Aiden entró en la habitación. Antes de que Cormier o su abogado la viesen, asintió hacia Mac para indicarle que había encontrado algo.
– ¿Cómo se titula su siguiente novela? -preguntó Mac.
– La segunda oportunidad -respondió.
Aiden se acercó a la silla que Mac había dejado vacía y encendió el ordenador.
– ¿Qué está haciendo? -preguntó Louisa.
– Buscar el archivo de su nueva novela -dijo Mac.
Los dedos de Mac se desplazaron con rapidez sobre el teclado y con el ratón. En la parte derecha de la pantalla encontró un archivo titulado La segunda oportunidad. Ella hizo un doble clic encima y se situó en la parte superior del documento.
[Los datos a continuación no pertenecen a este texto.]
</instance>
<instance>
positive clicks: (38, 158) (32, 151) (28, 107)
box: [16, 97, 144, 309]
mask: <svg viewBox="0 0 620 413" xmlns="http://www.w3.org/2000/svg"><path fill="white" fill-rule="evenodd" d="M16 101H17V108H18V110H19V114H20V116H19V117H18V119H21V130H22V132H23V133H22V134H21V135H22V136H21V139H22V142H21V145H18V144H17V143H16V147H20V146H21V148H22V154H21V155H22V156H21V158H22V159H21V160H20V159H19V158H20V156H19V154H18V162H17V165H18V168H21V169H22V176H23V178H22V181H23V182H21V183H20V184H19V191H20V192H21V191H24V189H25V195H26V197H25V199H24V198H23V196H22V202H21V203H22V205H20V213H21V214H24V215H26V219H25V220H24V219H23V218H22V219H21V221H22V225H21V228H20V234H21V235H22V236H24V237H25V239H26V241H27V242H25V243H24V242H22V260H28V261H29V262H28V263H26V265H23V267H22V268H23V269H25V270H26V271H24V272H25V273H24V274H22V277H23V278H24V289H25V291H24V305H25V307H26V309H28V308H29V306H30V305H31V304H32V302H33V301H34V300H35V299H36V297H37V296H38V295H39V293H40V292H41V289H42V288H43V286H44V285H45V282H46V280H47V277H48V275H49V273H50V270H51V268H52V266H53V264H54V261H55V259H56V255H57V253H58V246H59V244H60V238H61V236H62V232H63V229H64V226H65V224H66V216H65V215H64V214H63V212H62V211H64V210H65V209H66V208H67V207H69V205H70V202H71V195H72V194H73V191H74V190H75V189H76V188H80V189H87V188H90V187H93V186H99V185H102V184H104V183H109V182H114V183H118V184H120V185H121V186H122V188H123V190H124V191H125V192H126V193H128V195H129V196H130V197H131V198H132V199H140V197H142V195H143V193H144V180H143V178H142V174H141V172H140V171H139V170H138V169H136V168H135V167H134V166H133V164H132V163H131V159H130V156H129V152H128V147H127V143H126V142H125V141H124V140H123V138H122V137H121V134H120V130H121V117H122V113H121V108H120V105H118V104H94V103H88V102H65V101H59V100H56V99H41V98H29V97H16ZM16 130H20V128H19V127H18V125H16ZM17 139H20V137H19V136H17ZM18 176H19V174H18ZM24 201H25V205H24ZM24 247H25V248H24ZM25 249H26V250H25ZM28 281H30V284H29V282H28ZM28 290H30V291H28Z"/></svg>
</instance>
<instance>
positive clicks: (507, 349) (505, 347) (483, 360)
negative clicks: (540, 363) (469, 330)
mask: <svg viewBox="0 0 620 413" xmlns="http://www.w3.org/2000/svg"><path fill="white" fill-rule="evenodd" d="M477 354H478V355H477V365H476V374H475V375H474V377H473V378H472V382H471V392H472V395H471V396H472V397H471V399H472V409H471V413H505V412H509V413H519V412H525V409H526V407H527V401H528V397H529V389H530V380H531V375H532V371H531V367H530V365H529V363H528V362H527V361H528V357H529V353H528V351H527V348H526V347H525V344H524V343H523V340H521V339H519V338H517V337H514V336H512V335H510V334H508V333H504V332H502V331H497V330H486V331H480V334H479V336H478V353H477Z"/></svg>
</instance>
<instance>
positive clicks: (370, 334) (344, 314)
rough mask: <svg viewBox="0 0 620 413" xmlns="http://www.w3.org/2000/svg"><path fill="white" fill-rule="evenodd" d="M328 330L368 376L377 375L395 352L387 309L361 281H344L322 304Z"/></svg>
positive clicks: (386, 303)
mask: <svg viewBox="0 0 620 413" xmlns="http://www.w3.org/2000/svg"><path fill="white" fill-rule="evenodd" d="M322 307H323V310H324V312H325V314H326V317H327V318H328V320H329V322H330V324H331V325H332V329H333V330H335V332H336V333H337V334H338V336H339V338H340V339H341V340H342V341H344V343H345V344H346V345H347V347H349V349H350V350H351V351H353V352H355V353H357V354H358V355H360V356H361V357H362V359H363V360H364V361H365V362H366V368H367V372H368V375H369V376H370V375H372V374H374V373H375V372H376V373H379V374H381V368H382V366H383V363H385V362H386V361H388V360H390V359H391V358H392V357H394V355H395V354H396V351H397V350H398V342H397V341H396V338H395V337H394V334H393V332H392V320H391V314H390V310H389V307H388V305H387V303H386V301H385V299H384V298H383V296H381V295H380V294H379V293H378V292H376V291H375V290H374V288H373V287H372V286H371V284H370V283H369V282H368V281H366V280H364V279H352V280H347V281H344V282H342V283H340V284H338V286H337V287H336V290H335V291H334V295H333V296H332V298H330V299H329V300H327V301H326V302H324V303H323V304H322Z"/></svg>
– Trescientas seis páginas -dijo Aiden.
– Casi la he terminado -dijo Louisa.
Aiden fue al icono del disco duro, hizo un doble clic, lo abrió y encontró los archivos de las novelas de Louisa Cormier. Miró a Mac y sacudió la cabeza.
– Hemos acabado -dijo Mac sacándose los guantes y guardándoselos en el bolsillo. Llevaba el manuscrito bajo el brazo y el maletín en la otra mano.
Cuando estaban saliendo del apartamento, Mac miró a Louisa Cormier y le dio la impresión de que a la famosa autora ya no le interesaba ser sospechosa de asesinato.
– ¿Qué pasa con el manuscrito? -preguntó Aiden mientras bajaban en el ascensor.
Mac se lo entregó. Aiden lo abrió y se fijó en los dos agujeros.
– Última página -dijo Mac.
Aiden pasó las páginas hasta llegar a la última. Cuando el ascensor se detuvo en la planta baja, había leído lo suficiente para saber que había leído aquellas mismas palabras en la cinta de la máquina de escribir de Charles Lutnikov.